Deshalb sparen viele Familien jahrelang, bis sie sich ein angemessenes Fest leisten können. Der Austragungsort, das Torajaland, liegt im Zentrum der viertgrößten indonesischen Insel Sulawesi. Acht Stunden dauert die Fahrt mit dem Bus von der Hafenstadt Makassar in das Gebiet, das sich auf einem Hochplateau befindet. Die Reise führt vorbei an malerischen Reisterrassen und üppiger Vegetation. Die Hauptregenzeit ist von Ende November bis März. Während es im Tiefland und an der Küste fast das ganze Jahr über um die 30 Grad hat, können die Temperaturen im Hochland deutlich darunter liegen. Gefeiert wird bei Regen, Sonne, Tag und Nacht. Eman Suherman hat viele Opferfeste besucht. Nicht weil besonders viele Menschen in seiner Verwandtschaft gestorben sind, sondern weil er Touristenführer auf der viertgrößten Insel Indonesiens ist. Und als solcher führt er seit Jahren Menschen aus aller Welt in den Totenkult der Toraja ein. Tanah Toraja, so heißt das Land des alten Stammes im Hochland von Südsulawesi, in dem rund 750 000 Menschen leben.

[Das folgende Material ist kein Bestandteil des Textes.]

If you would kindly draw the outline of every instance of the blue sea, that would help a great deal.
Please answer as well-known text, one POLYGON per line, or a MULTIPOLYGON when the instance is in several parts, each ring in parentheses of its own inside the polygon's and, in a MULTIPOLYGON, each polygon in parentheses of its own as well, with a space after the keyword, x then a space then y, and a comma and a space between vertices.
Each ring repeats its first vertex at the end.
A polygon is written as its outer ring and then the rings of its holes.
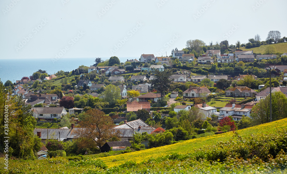
MULTIPOLYGON (((102 58, 102 59, 104 60, 109 58, 102 58)), ((127 59, 136 58, 119 57, 123 62, 127 59)), ((71 71, 82 65, 89 67, 94 63, 95 58, 61 58, 55 61, 51 58, 0 59, 0 80, 3 84, 8 80, 14 83, 23 77, 32 75, 40 69, 46 71, 50 75, 61 70, 71 71)))

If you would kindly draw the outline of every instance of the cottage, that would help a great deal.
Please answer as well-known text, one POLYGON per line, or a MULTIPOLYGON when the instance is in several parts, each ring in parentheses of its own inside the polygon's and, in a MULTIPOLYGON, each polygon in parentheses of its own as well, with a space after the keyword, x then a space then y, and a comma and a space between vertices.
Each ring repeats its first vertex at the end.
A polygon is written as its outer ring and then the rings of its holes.
POLYGON ((191 86, 183 92, 183 97, 187 98, 204 97, 211 93, 208 88, 204 86, 191 86))

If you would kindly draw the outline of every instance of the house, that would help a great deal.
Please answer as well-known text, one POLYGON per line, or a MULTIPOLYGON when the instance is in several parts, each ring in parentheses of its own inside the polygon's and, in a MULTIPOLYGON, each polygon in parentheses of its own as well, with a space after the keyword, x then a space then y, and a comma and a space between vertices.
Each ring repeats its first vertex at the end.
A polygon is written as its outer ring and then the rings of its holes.
POLYGON ((145 76, 132 76, 131 77, 131 82, 144 82, 147 80, 145 76))
POLYGON ((208 88, 205 86, 191 86, 183 92, 183 97, 187 98, 204 97, 211 93, 208 88))
POLYGON ((122 84, 121 86, 119 86, 120 89, 121 90, 121 96, 124 98, 127 97, 127 89, 126 88, 125 86, 124 86, 123 84, 122 84))
POLYGON ((191 76, 190 80, 193 82, 200 82, 206 78, 206 76, 191 76))
POLYGON ((210 56, 199 57, 196 62, 200 64, 206 64, 213 62, 213 59, 210 56))
POLYGON ((90 87, 90 90, 92 91, 97 90, 102 86, 106 87, 104 84, 93 84, 90 87))
POLYGON ((133 85, 131 87, 131 89, 133 90, 140 90, 140 93, 147 93, 148 92, 149 85, 133 85))
POLYGON ((150 62, 155 60, 153 54, 142 54, 141 56, 141 62, 150 62))
MULTIPOLYGON (((131 144, 129 141, 111 141, 110 142, 107 142, 105 143, 103 146, 100 148, 101 150, 101 152, 108 152, 111 150, 111 148, 112 148, 112 150, 113 151, 116 151, 114 150, 114 147, 122 147, 122 149, 123 150, 125 150, 125 148, 127 147, 130 147, 131 146, 131 144)), ((115 148, 115 149, 117 149, 115 148)))
POLYGON ((188 111, 191 106, 190 105, 177 105, 173 108, 173 110, 178 112, 181 110, 184 110, 188 111))
POLYGON ((207 118, 211 118, 211 115, 213 114, 216 115, 219 114, 216 108, 207 105, 205 102, 203 102, 201 104, 195 104, 194 107, 198 108, 199 110, 204 115, 204 117, 201 118, 202 119, 205 119, 207 118))
MULTIPOLYGON (((188 61, 191 59, 192 60, 191 62, 194 60, 194 54, 183 54, 182 55, 182 61, 183 62, 188 61)), ((179 60, 181 60, 180 59, 179 60)))
MULTIPOLYGON (((278 91, 281 91, 287 97, 287 88, 271 87, 271 92, 278 91)), ((259 101, 261 99, 265 98, 270 93, 270 89, 269 88, 267 88, 255 96, 256 100, 259 101)))
POLYGON ((169 78, 173 79, 172 82, 186 82, 186 75, 173 74, 169 77, 169 78))
POLYGON ((252 51, 236 51, 234 52, 236 57, 238 55, 253 55, 253 50, 252 51))
POLYGON ((226 97, 249 97, 257 94, 256 91, 246 86, 235 86, 225 91, 226 97))
POLYGON ((220 56, 220 50, 206 50, 206 53, 205 54, 205 56, 209 56, 212 57, 214 56, 216 57, 220 56))
POLYGON ((123 124, 114 128, 116 131, 119 130, 121 133, 120 137, 122 141, 132 140, 134 132, 141 134, 146 132, 150 134, 155 130, 140 119, 128 122, 127 122, 126 120, 124 122, 123 124))
POLYGON ((237 62, 242 61, 245 62, 254 62, 255 58, 253 54, 248 55, 238 55, 236 56, 235 60, 237 62))
POLYGON ((160 99, 160 94, 155 94, 152 92, 149 92, 141 96, 137 97, 137 100, 138 101, 147 102, 150 100, 156 102, 160 99))
POLYGON ((284 56, 287 56, 287 53, 283 53, 283 54, 281 55, 281 56, 280 56, 280 57, 282 57, 284 56))
POLYGON ((272 59, 277 58, 277 55, 275 54, 263 54, 263 55, 257 55, 256 56, 256 60, 257 60, 266 59, 272 59))
POLYGON ((121 82, 125 82, 125 78, 122 76, 111 76, 108 78, 108 80, 111 82, 120 81, 121 82))
POLYGON ((75 86, 77 88, 81 87, 83 87, 84 86, 84 84, 86 84, 87 86, 89 86, 90 87, 92 85, 92 82, 91 82, 90 80, 80 80, 78 82, 78 84, 75 86))
POLYGON ((150 103, 139 102, 135 100, 131 102, 127 102, 127 112, 136 112, 139 109, 144 109, 149 112, 150 111, 150 103))
POLYGON ((184 54, 184 51, 182 50, 174 50, 172 52, 172 57, 176 58, 180 60, 182 60, 182 55, 184 54))
POLYGON ((210 75, 208 77, 208 79, 215 83, 216 83, 220 79, 227 80, 228 78, 228 76, 227 75, 210 75))
POLYGON ((30 110, 32 116, 39 120, 53 120, 67 113, 64 107, 32 107, 30 110))
POLYGON ((88 73, 90 73, 93 71, 97 70, 97 67, 95 66, 91 66, 89 68, 88 68, 88 73))
MULTIPOLYGON (((253 75, 253 74, 251 74, 251 75, 252 76, 252 77, 253 77, 253 78, 254 78, 255 80, 257 80, 257 76, 255 75, 253 75)), ((247 76, 249 76, 249 74, 244 74, 244 75, 241 74, 239 74, 239 76, 238 76, 238 77, 236 78, 236 80, 237 81, 238 81, 238 80, 240 80, 240 79, 242 79, 244 78, 245 78, 245 77, 246 77, 247 76)))
POLYGON ((158 70, 160 71, 163 71, 164 70, 164 67, 162 65, 151 65, 148 68, 148 71, 151 71, 154 69, 158 70))
POLYGON ((171 60, 171 58, 170 57, 158 57, 154 62, 156 63, 160 62, 162 64, 169 64, 169 61, 171 60))
POLYGON ((226 104, 225 106, 220 109, 220 115, 218 119, 225 116, 231 116, 234 120, 239 121, 243 115, 250 117, 250 113, 254 105, 242 104, 226 104))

Zwischen Juli und September sowie im Dezember veranstalten die Einwohner ihre aufwendigen Totenmessen in der Region um die Stadt Rantepao. Es ist eine brutale, archaische Welt, die zarten Gemütern viel abverlangt. Etwa wenn Schweine im Dutzend abgestochen und mit Bunsenbrennern flambiert werden. Doch sie besteht auch aus leisen Tönen: Die Dorfbewohner verabschieden Verwandte rührend ins Reich der Toten und sorgen sich darum, dass es den Verstorbenen auch nach ihrem Tod an nichts fehlt. Eine der wichtigsten Stationen ist das Felsengrab von Lemo. Eman Suherman deutet mit seinem Zeigefinger auf das mehr als 40 Meter hohe Felsmassiv, das sich ein paar Schritte vor ihm aufbaut. „Diese Gräber sind für die Adligen vorgesehen“, sagt Suherman.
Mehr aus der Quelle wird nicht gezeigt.